LIVRE : Le Lambeau de Philippe Lançon - 2018

9782072689079,0-4929769De l'inconvénient de se ramasser une balle de kalash dans la mâchoire. Philippe Lançon fait partie des victimes de la tuerie de Charlie Hebdo le 7 janvier 2015 : lui a eu la mâchoire détruite, les mains bousillées, et de longs mois de rééducation hébétée qui nous donnent aujourd'hui, toujours ça de pris, ce long livre intense et douloureux qui vous laisse assez terrifié.
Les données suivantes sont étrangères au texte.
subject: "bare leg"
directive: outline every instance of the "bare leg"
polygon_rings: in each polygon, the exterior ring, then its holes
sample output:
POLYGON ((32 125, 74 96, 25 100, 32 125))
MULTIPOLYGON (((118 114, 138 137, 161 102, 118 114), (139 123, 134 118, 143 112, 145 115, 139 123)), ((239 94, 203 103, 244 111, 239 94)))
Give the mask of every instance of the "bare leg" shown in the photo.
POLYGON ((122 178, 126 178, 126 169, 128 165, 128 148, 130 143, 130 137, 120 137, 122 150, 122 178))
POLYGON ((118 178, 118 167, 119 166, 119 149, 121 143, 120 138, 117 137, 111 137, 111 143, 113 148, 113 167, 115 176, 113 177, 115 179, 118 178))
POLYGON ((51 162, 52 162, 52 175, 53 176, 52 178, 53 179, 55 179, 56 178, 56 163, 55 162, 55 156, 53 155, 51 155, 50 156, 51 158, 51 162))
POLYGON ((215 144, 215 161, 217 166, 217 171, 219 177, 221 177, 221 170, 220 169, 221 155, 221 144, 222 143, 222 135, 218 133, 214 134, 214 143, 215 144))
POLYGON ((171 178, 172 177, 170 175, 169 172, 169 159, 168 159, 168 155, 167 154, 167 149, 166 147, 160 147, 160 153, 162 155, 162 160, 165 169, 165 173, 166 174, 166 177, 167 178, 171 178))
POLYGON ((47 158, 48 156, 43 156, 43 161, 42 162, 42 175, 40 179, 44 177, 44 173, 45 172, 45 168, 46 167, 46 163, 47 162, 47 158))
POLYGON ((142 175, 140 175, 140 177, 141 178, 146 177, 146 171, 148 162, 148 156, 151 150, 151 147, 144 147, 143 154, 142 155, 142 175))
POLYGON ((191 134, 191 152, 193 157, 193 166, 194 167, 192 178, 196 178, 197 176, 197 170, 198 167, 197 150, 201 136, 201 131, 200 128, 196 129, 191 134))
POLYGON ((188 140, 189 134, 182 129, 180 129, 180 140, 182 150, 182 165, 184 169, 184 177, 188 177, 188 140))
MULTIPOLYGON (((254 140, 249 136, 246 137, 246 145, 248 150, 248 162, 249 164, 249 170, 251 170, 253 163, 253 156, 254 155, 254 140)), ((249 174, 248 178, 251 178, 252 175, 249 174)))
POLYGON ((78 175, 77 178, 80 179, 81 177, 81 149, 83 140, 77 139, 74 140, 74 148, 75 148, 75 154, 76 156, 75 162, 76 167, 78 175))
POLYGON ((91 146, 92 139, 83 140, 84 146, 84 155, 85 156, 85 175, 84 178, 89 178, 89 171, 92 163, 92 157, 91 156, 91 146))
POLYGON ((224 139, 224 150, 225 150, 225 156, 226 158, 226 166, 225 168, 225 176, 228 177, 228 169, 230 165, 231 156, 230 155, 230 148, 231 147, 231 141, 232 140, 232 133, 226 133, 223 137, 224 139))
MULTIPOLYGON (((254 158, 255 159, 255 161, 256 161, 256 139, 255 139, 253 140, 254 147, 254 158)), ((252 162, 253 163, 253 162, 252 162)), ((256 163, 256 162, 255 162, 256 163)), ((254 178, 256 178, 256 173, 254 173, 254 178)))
Ce ne sont pas trop les premiers chapitres, ceux qui décrivent la brutalité de l'attentat, la violence qui vient s'infiltrer dans le quotidien le plus banal, qui sont le plus impressionnants ; on y revérifie qu'après tout, l'expérience du traumatisme est in-partageable et ineffable, et que les survivants de ces tueries n'ont au final qu'un pâle souvenir de ce qui s'est passé, s'accrochant aux détails (ici, un portable, ou la cervelle répandue d'un des collègues), aux sensations plus qu'aux faits. Ce qui marque le plus, ce sont les 400 pages suivantes, plongée profonde au sein d'un esprit torturé, véritable objet aux mains des médecins, abandonné dans la solitude de l'incommunicable de la douleur et de la peur au sein du monde fermé et surveillé de l'hôpital. Cette vie parallèle, qui se construit à l'intérieur de la vie même et l'oublie peu à peu, est décrite avec une précision rare par Lançon, qui parvient à placer les mots juste sur cet état mi-actif mi-passif, sur la sécurité de se laisser aller aux mains expertes des spécialistes, sur ce retirement du monde, et sur le confort rassurant qui s'empare de lui dans le système hospitalier. Véritable "homme en soustraction", Lançon fait l'expérience du retirement du monde : sa présence n'y est plus, enfermé qu'il est dans sa chambre et surveillé par les flics, n'ayant de rapport avec les autres que par sa poignée d'amis et les médecins en tous genres qui viennent le torturer ; le langage n'y est plus non plus, puisqu'il est rendu muet, communiquant par une ardoise. Il est comme un moine, et sa retraite est décrite avec une acuité, une sensibilité et une intelligence constantes. Une retraite concentrée sur quelques bouquins (Proust, Kafka, La Montagne magique), sur sa douleur, sur les minuscules événements qui jalonnent son quotidien, et sur ses souvenirs, ceux de sa vie d'avant le 7 janvier.

Assez renversant de voir que le livre tient, sur 500 pages, autour de ce presque rien, de ces quelques centimètres de visage qui manquent, de ces quelques minutes qui l'ont fait basculer. Mais ça tient. Il y a bien ça et là quelques longueurs, quelques répétitions un peu maladroites (à croire que le gars ne s'est pas relu) ; le personnage n'est pas toujours aimable ou sympathique, auto-centré, très exigent avec le personnel médical, en demande constante de soins et de compagnie. Mais on le pardonne aisément devant l'immensité de cette douleur à combler, devant la peur que l'attentat a laissé en lui. Erwan Lahrer, il y a quelques mois, témoignait de façon étonnante du peu de répercussions autres que physiques qu'avait laissé en lui le massacre du Bataclan ; Lançon, lui, relate les profondes blessures que l'attentat a laissé en lui, même s'il ne sent aucune culpabilité du survivant, même s'il refuse volontairement de suivre l'actualité. Il en fait un récit hyper-concentré, dense et douloureux, et parvient à nous intéresser à un drain ou à une greffe du péroné ; simplement parce que son expérience est humaine, profondément humaine, et que dans ce petit mec abandonné dans la minuscule cellule de son cerveau-chambre d'hôpital, il y a toute la solitude et toute l'enfance des hommes. Un livre édifiant et plein de douleur.